Our progressive optimization of SiRCcP revealed structural features beyond the metallocofactor required for efficient multi-electron reduction of an oxyanion, including secondary sphere interactions such as hydrogen bonding to the [4Fe-4S] (through D235V/N/C mutations) and residues that may promote substrate binding and protonation (through W51K, H52R, and P145K mutations). Models that did not incorporate these features had diminished activity, and the necessity of these secondary interactions in our SiRCcP model has important implications for optimizing design strategies to achieve high activity in multi-electron redox reactions with artificial enzymes, a process simplified and accelerated in this study by cavity-based scaffold selection.
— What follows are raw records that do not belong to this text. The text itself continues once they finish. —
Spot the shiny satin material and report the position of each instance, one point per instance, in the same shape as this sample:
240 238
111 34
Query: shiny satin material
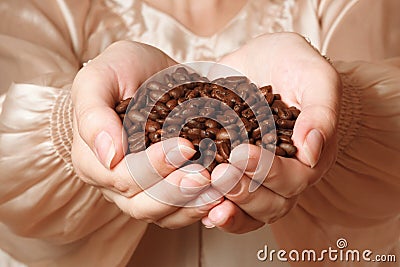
48 217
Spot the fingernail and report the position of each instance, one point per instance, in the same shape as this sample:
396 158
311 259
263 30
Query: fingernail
207 223
313 146
104 148
179 155
193 183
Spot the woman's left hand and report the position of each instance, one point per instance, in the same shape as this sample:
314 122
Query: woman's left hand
306 80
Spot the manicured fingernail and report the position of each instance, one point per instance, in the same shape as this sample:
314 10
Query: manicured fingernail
193 183
207 223
104 148
217 216
179 155
313 146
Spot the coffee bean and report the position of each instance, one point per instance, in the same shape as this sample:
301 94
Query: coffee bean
150 112
136 116
285 124
211 123
171 104
280 151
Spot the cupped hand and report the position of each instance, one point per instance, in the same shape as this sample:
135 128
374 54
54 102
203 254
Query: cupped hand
306 80
98 143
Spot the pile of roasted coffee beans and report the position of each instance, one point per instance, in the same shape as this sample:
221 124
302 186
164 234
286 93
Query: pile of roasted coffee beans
169 108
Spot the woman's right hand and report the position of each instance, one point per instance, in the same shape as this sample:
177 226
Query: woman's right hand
98 146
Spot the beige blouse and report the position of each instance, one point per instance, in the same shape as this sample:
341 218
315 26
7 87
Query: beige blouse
49 217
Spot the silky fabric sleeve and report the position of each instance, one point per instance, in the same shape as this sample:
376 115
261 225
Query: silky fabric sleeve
358 199
48 216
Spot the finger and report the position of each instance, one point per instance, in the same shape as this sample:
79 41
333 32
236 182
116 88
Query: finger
193 212
114 75
140 171
230 218
164 198
159 160
312 85
287 177
262 204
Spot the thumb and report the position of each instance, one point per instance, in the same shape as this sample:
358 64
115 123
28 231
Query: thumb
316 125
115 74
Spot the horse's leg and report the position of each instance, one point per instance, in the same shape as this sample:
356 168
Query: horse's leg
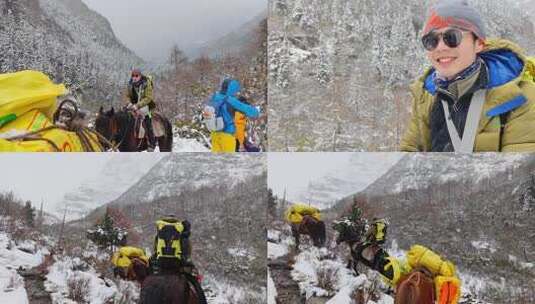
295 233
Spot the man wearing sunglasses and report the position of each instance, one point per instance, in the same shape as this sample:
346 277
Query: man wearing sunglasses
142 102
479 94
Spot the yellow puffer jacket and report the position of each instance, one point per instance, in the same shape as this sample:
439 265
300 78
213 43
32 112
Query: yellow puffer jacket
295 213
27 104
123 257
511 90
240 120
447 284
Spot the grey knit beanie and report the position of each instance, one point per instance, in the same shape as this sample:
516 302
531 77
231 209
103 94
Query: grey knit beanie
455 13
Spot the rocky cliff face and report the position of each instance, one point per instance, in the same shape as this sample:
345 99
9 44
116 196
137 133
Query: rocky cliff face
69 42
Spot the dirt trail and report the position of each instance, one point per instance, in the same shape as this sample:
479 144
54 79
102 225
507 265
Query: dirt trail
287 289
34 279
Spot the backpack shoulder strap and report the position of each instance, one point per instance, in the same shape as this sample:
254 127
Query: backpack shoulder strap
503 121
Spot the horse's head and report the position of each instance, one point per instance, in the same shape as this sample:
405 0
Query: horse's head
105 125
315 229
348 231
114 125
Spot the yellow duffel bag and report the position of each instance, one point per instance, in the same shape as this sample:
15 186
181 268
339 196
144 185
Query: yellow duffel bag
28 101
295 213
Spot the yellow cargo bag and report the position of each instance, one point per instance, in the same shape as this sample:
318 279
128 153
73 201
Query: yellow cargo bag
295 213
448 289
399 269
168 239
420 256
27 106
123 257
529 72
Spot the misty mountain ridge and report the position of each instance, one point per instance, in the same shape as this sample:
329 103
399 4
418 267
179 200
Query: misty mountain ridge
466 208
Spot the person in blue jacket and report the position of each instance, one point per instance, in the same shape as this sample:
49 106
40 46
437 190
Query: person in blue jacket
223 106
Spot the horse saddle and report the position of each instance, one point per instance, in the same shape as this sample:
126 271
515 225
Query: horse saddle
415 288
157 126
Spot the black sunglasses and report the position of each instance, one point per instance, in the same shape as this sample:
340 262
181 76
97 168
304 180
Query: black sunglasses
451 37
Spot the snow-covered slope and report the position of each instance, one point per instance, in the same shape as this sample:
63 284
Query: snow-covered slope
68 41
186 171
119 174
12 257
422 170
232 43
361 170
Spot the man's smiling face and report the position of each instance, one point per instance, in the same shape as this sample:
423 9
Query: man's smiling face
450 61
Furthermore, the SiRCcP enzyme is functional with the heme-b cofactor present in native CcP instead of the biologically unique siroheme in SiR, suggesting that siroheme is not absolutely required for sulfite reduction. These insights, combined with the ability to recapitulate a complex multi-electron/proton delivery system in a simple, stable scaffold suggest a strategy to design highly active catalysts for other difficult oxyanion reduction and multi-electron reactions that are important to society.